I receive calls from time to time from clients who have “employed” individuals to work around their home. Be it for domestic services, home improvement related work, or gardening, when you hire one of these individuals (including day workers) you are in fact an employer under the definition of the labor code and, more recently, by a holding just rendered by the California Supreme Court.
In reaching it’s the decision, the California Supreme Court held: “To employ, then, under the IWC’s (Industrial Commission Welfare Order) definition, has three alternative definitions. It means: (a) to exercise control over the wages, hours or working conditions, or (b) to suffer or permit to work or (c) to engage, thereby creating a common law employment relationship.” In clarifying section (b) above you merely have the power to stop or prevent a person from working.

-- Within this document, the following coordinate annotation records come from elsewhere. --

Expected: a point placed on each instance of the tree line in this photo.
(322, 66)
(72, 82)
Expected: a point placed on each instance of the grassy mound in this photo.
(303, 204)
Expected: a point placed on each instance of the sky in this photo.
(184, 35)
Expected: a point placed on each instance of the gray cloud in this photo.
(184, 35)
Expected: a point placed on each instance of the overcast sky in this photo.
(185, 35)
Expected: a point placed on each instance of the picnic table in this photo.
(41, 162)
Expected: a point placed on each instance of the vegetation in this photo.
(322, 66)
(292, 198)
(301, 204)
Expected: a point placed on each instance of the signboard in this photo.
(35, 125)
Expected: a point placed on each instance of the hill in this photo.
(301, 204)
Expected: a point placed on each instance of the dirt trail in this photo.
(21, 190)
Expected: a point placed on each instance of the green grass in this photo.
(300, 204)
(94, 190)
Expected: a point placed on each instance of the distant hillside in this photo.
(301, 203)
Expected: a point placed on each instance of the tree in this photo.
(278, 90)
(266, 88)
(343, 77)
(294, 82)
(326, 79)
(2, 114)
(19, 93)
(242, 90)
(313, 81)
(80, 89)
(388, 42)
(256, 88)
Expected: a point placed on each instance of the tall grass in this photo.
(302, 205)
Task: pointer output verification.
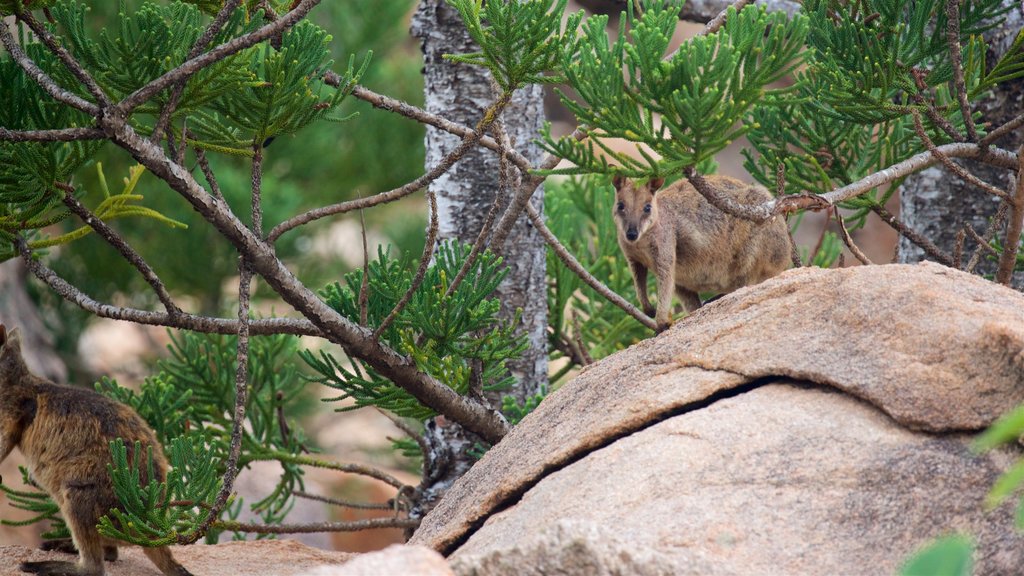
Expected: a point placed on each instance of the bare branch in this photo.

To clarify (c) “To engage” someone to work means that YOU are the actual entity that hired the “employee” to do the work.

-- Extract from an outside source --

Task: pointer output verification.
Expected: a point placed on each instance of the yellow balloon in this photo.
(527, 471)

Think about it. You hire an “individual” at your home to assist with some project. You negotiate the amount the person will be paid, the time you want them to show up (most homeowners want to be home at the time to direct the work etc.) and overall you control the working conditions. You have just become an employer within the definition.
You are now required to pay no less than minimum wage, and you must provide breaks and lunch time (some workers even negotiate that you provide lunch). But wait, you are also required to have workers compensation because you are an employer ($1,000 fine per individual and $1,500 effective January 1, 2011) and you are required to have them provide documentation that they can legally work in the U.S. If you fail to have an I-9 on file you can be fined $10,000.
I have been to the Workers Compensation Appeals Board and heard horror stories about homeowners who were being sued because their “day worker” had been injured in the performance of their duties. I know we hire these individuals because we want the “discount” as opposed to the hirer fees charged by a company bidding on the same project but there are other considerations that you must think about. Cheaper may not be cheaper in the long run. Be careful.